Il primo set è stato di quelli da raccontare ai nipoti: Pellegrino vola sul 4-0, Tiafoe si rimette in piedi e lo trascina al tiebreak, dove l’americano arriva persino ad avere set point. Il pugliese ne spreca cinque, ne annulla due, poi piazza la zampata che vale il 10-8 e la prima frattura psicologica del match. Da lì in poi, l’inerzia è tutta azzurra: l’ex semifinalista degli US Open si scioglie, il classe ’97 di Bisceglie tiene il servizio con freddezza chirurgica e chiude un secondo parziale a senso unico, 6-1.
È una vittoria che vale una carriera. Pellegrino aveva già scritto pagine importanti in questa edizione del torneo: due successi nelle qualificazioni contro Hugo Gaston e Martin Landaluce, il derby in rimonta con Luca Nardi al primo turno, il ritiro di Arthur Fils al secondo che gli aveva spalancato le porte del terzo.
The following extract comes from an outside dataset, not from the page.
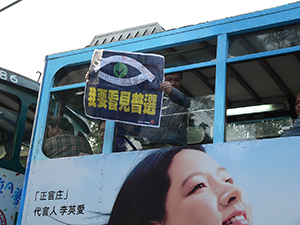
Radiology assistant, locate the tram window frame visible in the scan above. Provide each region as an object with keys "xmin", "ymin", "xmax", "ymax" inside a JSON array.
[
  {"xmin": 0, "ymin": 90, "xmax": 22, "ymax": 162},
  {"xmin": 225, "ymin": 51, "xmax": 300, "ymax": 141}
]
Ma battere Tiafoe — un top 25 vero, un giocatore di livello Slam — sui campi più importanti del tennis italiano, davanti al pubblico del Foro Italico, è un’altra dimensione.
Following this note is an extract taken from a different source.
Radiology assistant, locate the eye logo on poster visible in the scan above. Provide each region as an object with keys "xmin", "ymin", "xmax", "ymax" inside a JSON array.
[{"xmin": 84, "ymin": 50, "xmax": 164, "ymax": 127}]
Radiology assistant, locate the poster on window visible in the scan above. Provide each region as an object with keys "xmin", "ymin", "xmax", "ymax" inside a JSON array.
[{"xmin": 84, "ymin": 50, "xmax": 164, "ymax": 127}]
Adesso lo aspetta, con ogni probabilità, Jannik Sinner. Un ottavo di finale sul Centrale contro il numero uno del mondo: forse il regalo più grande che il tennis potesse fargli, comunque vada. Per il ragazzo di Bisceglie che fino a pochi giorni fa nemmeno era nel tabellone principale, è già un’altra vita.